# Pangenomics
--------------------------------------------

# Variant Calling with VG

## Overview

Variants can be called both within the pangenomic graph and by aligning reads to the graph. You will learn how to call variants both ways in this submodule.

## Learning Objectives
+ Specify different types of variants
+ Discuss our ability to call variants with different types of reads and pangenomic graphs
+ Call and interpret variants with VG

## Getting Started

When calling variants, we use aligned reads to find support for variants contained in the graph. For the original pangenome graph, it will find variants from the assemblies used to make the graph. You can also augment the pangenome graph with novel variants in the reads, creating an augemented pangenome graph that can be used to call variants.

First we will learn how to identify variants that are supported by the graph. Then we'll look at identifying novel variants that are not in the graphs.

#### Variant Calling
- Variants supported by the graph
- Novel variants

----------------------

## Call Variants

We will look for two variant types:
- Variants that are supported by the graph.
- Variants that are novel (i.e. not in the graph but supported by the reads aligned to the graph).

We will call variants against the graph, though you could also call variants using the surjected BAM file and traditional variant calling methods.

----------------------

## Calling Graph Supported Variants

1. Create a directory for the variants

In [None]:
!mkdir variants


2. Compute read support for variation already in the graph using `vg pack`.

The parameters:

`-x`  the graph  
`-g`  aligments in GAM format  
`-Q`  ignore mapping and base qualities < N  
`-s`  ignore the first and last N nucleotides of each read  
`-o`  the output PACK file  
`-t`  use N threads

In [None]:
!vg pack -x graphs/yprp.chrVIII.pggb.giraffe.gbz -g alignments/SK1xyprp.chrVIII.pggb.mapped.gam -Q 5 -s 5 -t 4 -o alignments/yprp.chrVIII.pggb.mapped.pack

3. Generate a VCF from the read support using `vg call`.

The parameters:

`-k`  The read support file to read in  
`-t`  The number of threads  
`-z`  Restrict the search to GBZ haplotypes (can improve speed and accuracy); we won't use this here

Also, feed in the graph as a positional argument: *graphs/yprp.chrVIII.pggb.giraffe.gbz*

In [None]:
!vg call -k alignments/yprp.chrVIII.pggb.mapped.pack -t 4 graphs/yprp.chrVIII.pggb.giraffe.gbz > variants/SK1xyprp.chrVIII.pggb.graph_calls.vcf

<div class="alert alert-block alert-success"> <b>Try this in the cell below:</b>  
    <ul>
        <li>Call variants in the full genome graph by computing read support and then generating a vcf file (variants/yprp.fullgenome.pggb.graph_calls.vcf).</li>
    </ul>

In [None]:
# Call variants in the full genome graph

<details>
<summary>Click for help</summary>
<br>
!vg pack -x graphs/yprp.fullgenome.pggb.giraffe.gbz -g alignments/SK1xyprp.fullgenome.pggb.mapped.gam -Q 5 -s 5 -o alignments/yprp.fullgenome.pggb.mapped.pack -t 4   


!vg call -k alignments/yprp.fullgenome.pggb.mapped.pack -t 4 graphs/yprp.fullgenome.pggb.giraffe.gbz > variants/yprp.fullgenome.pggb.graph_calls.vcf
</details>

----------------------

## Variant Statistics

1. We will use `bcftools stats` to get statistics on the graph-supported variants. We will use `grep` to get the summary numbers.

In [None]:
!bcftools stats variants/SK1xyprp.chrVIII.pggb.graph_calls.vcf | grep "^SN"

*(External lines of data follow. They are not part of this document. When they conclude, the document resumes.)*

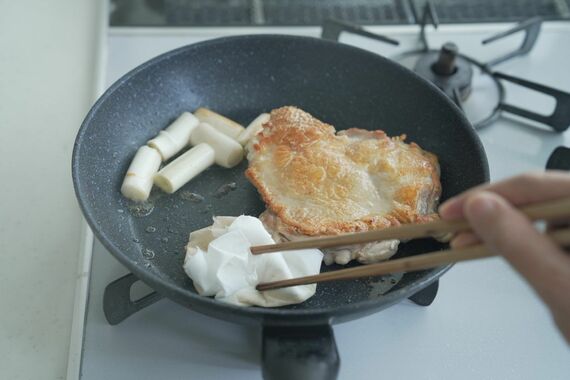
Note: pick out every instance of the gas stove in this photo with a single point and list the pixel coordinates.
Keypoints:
(484, 323)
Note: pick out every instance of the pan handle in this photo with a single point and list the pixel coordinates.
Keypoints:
(299, 353)
(117, 303)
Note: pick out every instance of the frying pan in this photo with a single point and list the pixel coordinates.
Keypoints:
(241, 77)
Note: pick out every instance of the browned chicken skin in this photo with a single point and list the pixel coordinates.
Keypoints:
(315, 181)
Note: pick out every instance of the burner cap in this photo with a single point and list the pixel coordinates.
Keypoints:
(447, 69)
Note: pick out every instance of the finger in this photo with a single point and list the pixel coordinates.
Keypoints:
(508, 232)
(519, 190)
(464, 239)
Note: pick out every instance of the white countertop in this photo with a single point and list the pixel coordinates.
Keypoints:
(48, 56)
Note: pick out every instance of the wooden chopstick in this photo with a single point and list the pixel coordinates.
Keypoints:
(547, 211)
(407, 264)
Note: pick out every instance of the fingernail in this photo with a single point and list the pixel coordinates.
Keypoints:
(451, 208)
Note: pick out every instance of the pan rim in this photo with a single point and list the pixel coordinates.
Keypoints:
(168, 288)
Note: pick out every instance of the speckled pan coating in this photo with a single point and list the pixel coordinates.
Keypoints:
(240, 77)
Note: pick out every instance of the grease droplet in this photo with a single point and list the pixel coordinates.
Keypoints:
(225, 189)
(148, 254)
(141, 209)
(192, 197)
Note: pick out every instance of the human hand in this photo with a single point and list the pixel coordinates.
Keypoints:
(490, 212)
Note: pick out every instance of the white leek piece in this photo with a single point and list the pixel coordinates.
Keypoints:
(138, 180)
(177, 173)
(171, 140)
(221, 123)
(228, 152)
(253, 128)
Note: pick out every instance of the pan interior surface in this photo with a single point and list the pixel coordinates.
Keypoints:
(241, 77)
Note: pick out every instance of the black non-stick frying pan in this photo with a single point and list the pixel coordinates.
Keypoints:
(241, 77)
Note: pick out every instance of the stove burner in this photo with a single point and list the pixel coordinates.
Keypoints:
(449, 71)
(452, 72)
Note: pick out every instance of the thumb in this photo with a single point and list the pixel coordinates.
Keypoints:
(508, 232)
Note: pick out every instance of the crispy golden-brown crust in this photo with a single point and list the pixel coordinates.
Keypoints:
(321, 183)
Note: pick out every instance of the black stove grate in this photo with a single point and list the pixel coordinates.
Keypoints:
(450, 11)
(303, 12)
(314, 12)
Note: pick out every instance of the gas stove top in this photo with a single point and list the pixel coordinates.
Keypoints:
(485, 321)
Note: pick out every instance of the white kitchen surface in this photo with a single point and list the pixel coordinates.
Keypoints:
(484, 324)
(48, 55)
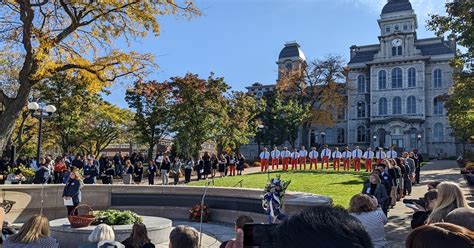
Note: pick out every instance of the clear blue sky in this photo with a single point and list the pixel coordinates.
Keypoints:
(240, 39)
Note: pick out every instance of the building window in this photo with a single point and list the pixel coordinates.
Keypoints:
(412, 77)
(437, 107)
(438, 132)
(361, 109)
(361, 134)
(382, 80)
(383, 106)
(397, 106)
(397, 78)
(437, 78)
(411, 105)
(341, 136)
(361, 84)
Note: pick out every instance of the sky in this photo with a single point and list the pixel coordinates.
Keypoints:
(240, 39)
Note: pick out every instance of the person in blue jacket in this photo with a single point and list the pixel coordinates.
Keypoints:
(72, 190)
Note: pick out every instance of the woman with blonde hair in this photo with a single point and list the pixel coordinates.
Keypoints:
(34, 233)
(450, 197)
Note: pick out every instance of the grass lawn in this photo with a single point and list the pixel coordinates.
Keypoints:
(337, 185)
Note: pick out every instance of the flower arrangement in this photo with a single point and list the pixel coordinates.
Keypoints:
(116, 217)
(273, 197)
(195, 213)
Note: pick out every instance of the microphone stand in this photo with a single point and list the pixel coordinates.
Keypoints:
(202, 211)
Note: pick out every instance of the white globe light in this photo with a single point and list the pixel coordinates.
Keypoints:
(33, 106)
(50, 109)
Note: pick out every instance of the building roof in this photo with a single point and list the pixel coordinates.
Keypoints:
(435, 49)
(396, 6)
(363, 56)
(291, 49)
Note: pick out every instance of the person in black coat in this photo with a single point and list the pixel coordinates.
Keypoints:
(72, 190)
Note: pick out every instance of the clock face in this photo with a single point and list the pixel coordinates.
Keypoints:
(397, 42)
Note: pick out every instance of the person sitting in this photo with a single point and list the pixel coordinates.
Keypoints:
(34, 233)
(463, 217)
(138, 238)
(364, 208)
(102, 232)
(184, 237)
(239, 224)
(440, 235)
(423, 212)
(450, 197)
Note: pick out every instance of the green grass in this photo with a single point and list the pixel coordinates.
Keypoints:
(337, 185)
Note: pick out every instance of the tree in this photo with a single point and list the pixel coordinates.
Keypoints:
(75, 38)
(458, 24)
(152, 103)
(319, 87)
(197, 111)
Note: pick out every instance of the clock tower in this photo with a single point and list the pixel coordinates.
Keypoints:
(397, 30)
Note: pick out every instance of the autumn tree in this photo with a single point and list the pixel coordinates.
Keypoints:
(198, 111)
(43, 38)
(458, 25)
(319, 87)
(152, 104)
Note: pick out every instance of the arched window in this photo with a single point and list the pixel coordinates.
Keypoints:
(411, 105)
(412, 77)
(397, 106)
(329, 138)
(437, 78)
(383, 106)
(361, 134)
(397, 78)
(437, 107)
(341, 134)
(361, 109)
(438, 132)
(361, 84)
(382, 80)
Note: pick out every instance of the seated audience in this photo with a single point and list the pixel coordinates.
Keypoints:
(421, 215)
(184, 237)
(365, 209)
(440, 235)
(450, 197)
(463, 217)
(34, 233)
(239, 224)
(138, 238)
(102, 232)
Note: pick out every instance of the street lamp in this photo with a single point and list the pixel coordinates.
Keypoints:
(40, 113)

Run the code below to see the flashcards.

In [None]:
from IPython.display import IFrame
IFrame('../html/flashcard_variants.html', width=800, height=400)

<div class="alert alert-block alert-success"> <b>Try this in the cell below:</b>  
    <ul>
        <li>Get statistics for variants supported by the full genome graph (variants/yprp.fullgenome.pggb.graph_calls.vcf).</li>
    </ul>

In [None]:
# Statistics for variants supported by the full genome graph

<details>
<summary>Click for help</summary>
<br>
!bcftools stats variants/yprp.fullgenome.pggb.graph_calls.vcf | grep "^SN"
</details>

----------------------

## Including Novel Variant Calls

1. To call novel variants (i.e. those variants supported by the aligned reads),  we need to embed the variation from the reads we aligned back into the graph. To do this we need to convert the graph into a form that we can change. We will use `vg convert` to convert the .gbz file to a .vg file.

In [None]:
!vg convert graphs/yprp.chrVIII.pggb.giraffe.gbz > graphs/yprp.chrVIII.pggb.giraffe.vg

2. Now, we can augment the graph with the mapped reads using `vg augment`. This will embed the variation from the alignments back into the graph.

The parameters:

`-A`  new, augmented graph with aligned reads  
`-t`  the number of threads to use  

Also, feed in the the graph and the input alignment (GMA) file as positional arguments:  
*graphs/yprp.chrVIII.pggb.giraffe.vg*  
*alignments/SK1xyprp.chrVIII.pggb.mapped.gam*

In [None]:
!vg augment graphs/yprp.chrVIII.pggb.giraffe.vg alignments/SK1xyprp.chrVIII.pggb.mapped.gam -A alignments/SK1xyprp.chrVIII.pggb.mapped.aug.gam -t 4 > graphs/SK1xyprp.chrVIII.pggb.aug.vg 

3. Next, index the augmented graph using `vg index`. We will make a .xg index.

The parameters:

`-x`  output file  
`-t`  the number of threads  

Also, feed in the graph as a positional argument:  
*graphs/SK1xyprp.chrVIII.pggb.aug.vg*

In [None]:
!vg index -t 4 -x graphs/SK1xyprp.chrVIII.pggb.aug.xg graphs/SK1xyprp.chrVIII.pggb.aug.vg

4. Now that the variation from the reads is embedded into the graph along with the original variants, we can procede to call variants like we did above by computing read support as we show below.

In [None]:
!vg pack -x graphs/SK1xyprp.chrVIII.pggb.aug.xg -g alignments/SK1xyprp.chrVIII.pggb.mapped.aug.gam -Q 5 -s 5 -o alignments/SK1xyprp.chrVIII.pggb.mapped.aug.pack -t 4

5. Then, we generate a VCF from the support.

In [None]:
!vg call graphs/SK1xyprp.chrVIII.pggb.aug.xg -k alignments/SK1xyprp.chrVIII.pggb.mapped.aug.pack -t 4 > variants/SK1xyprp.chrVIII.pggb.aug_calls.vcf

6. Finally, we generate stats on this VCF file as we did above.

In [None]:
!bcftools stats variants/SK1xyprp.chrVIII.pggb.aug_calls.vcf | grep "^SN"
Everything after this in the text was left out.